Forensic Science International, vol.344, 2023 (SCI-Expanded) identifier identifier identifier

  • Publication Type: Article / Article
  • Volume: 344
  • Publication Date: 2023
  • Doi Number: 10.1016/j.forsciint.2023.111607
  • Journal Name: Forensic Science International
  • Journal Indexes: Science Citation Index Expanded (SCI-EXPANDED), Scopus, Academic Search Premier, BIOSIS, CAB Abstracts, CINAHL, Criminal Justice Abstracts, EBSCO Legal Source, EMBASE, MEDLINE, Veterinary Science Database, DIALNET
  • Keywords: Biological stains, Bloodstain, Semen stain, ATR-FTIR
  • Hacettepe University Affiliated: Yes


Introduction: Blood and semen stains are the most common biological stains encountered at crime scenes. The washing of biological stains is a common application that perpetrators use to spoil the crime scene. With a structured experiment approach, this study aims to investigate the effects of washing with various chemicals on the ATR-FTIR detection of blood and semen stains on cotton.

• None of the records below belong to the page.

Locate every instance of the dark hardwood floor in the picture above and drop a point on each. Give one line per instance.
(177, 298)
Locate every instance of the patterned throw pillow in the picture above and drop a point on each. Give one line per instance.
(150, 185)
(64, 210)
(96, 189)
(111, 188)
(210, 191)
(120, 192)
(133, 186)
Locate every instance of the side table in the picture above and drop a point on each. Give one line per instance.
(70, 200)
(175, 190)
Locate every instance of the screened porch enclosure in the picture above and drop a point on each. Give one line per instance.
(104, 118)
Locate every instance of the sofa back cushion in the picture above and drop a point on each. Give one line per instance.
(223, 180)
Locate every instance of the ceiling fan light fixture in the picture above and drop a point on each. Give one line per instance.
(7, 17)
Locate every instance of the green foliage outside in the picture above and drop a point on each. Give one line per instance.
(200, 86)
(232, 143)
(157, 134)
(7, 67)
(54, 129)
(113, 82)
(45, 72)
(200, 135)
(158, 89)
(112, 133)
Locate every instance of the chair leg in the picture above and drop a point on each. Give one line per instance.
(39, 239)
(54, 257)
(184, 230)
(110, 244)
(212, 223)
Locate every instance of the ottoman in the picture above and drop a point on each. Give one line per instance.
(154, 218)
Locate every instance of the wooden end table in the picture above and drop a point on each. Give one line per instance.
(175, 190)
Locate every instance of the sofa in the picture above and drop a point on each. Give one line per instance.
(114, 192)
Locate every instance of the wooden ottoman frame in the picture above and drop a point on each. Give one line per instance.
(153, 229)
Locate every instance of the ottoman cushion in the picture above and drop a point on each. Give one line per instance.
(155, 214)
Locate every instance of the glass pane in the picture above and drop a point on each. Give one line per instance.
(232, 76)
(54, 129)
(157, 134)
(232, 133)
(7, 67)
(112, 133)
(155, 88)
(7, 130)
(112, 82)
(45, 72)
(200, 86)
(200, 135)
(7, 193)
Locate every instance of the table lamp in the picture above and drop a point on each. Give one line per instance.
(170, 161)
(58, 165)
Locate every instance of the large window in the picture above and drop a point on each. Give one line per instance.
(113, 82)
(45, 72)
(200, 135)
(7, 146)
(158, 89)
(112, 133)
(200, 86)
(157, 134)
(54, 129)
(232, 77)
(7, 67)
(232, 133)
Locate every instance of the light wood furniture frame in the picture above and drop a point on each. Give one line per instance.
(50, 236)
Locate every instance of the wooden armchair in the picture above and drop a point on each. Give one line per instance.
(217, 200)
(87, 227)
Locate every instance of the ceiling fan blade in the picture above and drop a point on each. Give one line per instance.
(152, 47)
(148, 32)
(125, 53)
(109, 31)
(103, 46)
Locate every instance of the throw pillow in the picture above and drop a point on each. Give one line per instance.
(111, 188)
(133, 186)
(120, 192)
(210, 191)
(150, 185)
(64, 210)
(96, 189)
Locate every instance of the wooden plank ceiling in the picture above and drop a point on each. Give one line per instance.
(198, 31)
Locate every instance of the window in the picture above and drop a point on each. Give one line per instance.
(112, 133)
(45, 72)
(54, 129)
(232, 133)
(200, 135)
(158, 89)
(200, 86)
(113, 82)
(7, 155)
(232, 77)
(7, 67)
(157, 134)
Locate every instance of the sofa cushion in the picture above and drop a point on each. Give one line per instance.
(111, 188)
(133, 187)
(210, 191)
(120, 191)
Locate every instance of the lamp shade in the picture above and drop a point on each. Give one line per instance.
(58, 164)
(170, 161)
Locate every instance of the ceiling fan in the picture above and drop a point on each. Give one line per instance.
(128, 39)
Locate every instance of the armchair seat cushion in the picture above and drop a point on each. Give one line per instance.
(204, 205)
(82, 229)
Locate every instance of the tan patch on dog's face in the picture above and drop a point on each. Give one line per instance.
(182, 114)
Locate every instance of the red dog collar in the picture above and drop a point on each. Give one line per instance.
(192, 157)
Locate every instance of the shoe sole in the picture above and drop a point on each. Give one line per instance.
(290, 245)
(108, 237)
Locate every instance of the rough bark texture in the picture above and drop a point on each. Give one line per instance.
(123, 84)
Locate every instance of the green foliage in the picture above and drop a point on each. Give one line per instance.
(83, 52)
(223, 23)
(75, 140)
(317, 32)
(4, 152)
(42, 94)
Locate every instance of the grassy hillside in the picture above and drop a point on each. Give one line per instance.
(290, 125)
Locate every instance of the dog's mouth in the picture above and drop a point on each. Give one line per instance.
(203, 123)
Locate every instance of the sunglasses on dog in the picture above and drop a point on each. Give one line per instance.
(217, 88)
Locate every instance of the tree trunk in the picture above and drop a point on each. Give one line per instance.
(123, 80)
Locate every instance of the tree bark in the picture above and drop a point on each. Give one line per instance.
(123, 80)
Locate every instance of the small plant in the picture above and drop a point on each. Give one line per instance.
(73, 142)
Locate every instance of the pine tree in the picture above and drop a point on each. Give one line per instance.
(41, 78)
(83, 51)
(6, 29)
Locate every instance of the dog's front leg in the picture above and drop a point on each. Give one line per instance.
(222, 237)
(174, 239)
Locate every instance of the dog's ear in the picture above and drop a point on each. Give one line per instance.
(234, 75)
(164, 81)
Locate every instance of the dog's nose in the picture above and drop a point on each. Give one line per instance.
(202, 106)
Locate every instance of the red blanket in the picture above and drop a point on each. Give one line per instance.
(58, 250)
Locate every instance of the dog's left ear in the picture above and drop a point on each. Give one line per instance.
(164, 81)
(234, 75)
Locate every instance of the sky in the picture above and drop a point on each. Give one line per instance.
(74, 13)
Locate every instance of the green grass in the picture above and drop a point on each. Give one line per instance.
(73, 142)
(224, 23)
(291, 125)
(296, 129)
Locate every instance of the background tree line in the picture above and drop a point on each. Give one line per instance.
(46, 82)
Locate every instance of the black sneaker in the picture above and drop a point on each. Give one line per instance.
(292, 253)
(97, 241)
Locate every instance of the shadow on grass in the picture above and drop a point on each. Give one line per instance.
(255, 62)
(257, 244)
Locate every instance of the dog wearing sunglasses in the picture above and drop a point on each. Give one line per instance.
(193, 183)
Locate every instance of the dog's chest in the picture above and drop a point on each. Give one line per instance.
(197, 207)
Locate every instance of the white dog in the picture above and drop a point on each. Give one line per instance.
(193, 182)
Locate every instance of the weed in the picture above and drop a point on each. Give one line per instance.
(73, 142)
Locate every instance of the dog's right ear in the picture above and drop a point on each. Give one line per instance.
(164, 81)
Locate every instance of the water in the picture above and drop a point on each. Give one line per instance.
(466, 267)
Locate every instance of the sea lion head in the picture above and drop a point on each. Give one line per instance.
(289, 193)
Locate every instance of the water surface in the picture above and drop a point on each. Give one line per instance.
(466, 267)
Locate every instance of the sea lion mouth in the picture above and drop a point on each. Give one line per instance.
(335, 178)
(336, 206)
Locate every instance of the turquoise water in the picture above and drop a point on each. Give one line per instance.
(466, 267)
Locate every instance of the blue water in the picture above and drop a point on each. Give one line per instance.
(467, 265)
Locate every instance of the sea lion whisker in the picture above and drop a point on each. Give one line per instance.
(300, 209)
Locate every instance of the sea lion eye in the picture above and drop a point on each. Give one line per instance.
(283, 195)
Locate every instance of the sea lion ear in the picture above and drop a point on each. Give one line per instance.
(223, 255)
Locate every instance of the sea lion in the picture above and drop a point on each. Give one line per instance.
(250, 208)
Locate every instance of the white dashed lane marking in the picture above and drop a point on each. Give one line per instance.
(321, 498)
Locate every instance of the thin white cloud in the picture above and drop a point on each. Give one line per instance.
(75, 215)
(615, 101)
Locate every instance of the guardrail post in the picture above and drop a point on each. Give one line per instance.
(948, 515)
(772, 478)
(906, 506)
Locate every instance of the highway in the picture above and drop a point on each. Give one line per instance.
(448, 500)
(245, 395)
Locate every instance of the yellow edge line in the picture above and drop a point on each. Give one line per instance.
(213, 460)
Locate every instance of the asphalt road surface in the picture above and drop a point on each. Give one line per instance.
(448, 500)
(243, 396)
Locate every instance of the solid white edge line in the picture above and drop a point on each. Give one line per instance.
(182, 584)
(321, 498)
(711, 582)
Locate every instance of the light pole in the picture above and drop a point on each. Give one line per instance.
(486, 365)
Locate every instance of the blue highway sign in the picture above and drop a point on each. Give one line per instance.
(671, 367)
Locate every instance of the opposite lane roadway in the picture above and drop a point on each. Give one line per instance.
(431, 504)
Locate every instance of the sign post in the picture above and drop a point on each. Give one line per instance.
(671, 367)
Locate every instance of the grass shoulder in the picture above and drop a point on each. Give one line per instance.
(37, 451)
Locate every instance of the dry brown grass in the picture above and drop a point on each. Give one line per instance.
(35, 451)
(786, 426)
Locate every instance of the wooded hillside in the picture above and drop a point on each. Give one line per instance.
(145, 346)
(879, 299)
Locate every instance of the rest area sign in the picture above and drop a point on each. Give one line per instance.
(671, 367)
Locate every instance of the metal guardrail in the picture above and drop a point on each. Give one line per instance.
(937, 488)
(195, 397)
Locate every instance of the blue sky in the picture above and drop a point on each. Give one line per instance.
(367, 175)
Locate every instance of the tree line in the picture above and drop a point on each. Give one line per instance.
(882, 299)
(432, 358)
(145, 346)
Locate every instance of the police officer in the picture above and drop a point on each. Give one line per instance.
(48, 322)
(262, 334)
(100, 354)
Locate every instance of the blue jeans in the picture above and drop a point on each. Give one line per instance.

Materials and methods: On cotton pieces, a total of 78 blood and 78 semen stains were applied, and each group of six stains was immersed or mechanically cleaned in water, 40% methanol, 5% sodium hypochlorite solution, 5% hypochlorous acid solution, 5 g/L soap dissolved pure water, and 5 g/L dishwashing detergent dissolved water. ATR-FTIR spectra gathered from all stains and analyzed with chemometric tools. Results and discussion: According to performance parameters of developed models, PLS-DA is a powerful tool for discrimination of washing chemical for both washed blood and semen stains. Results from this study show that FTIR is promising for use in detecting blood and semen stains that have become invisible to the naked eye due to washing of the findings. Conclusion: Our approach allows blood and semen to be detected on cotton pieces using FTIR combined with chemometrics, even though it is not visible to the naked eye. Washing chemicals also can be distinguished via FTIR spectra of stains.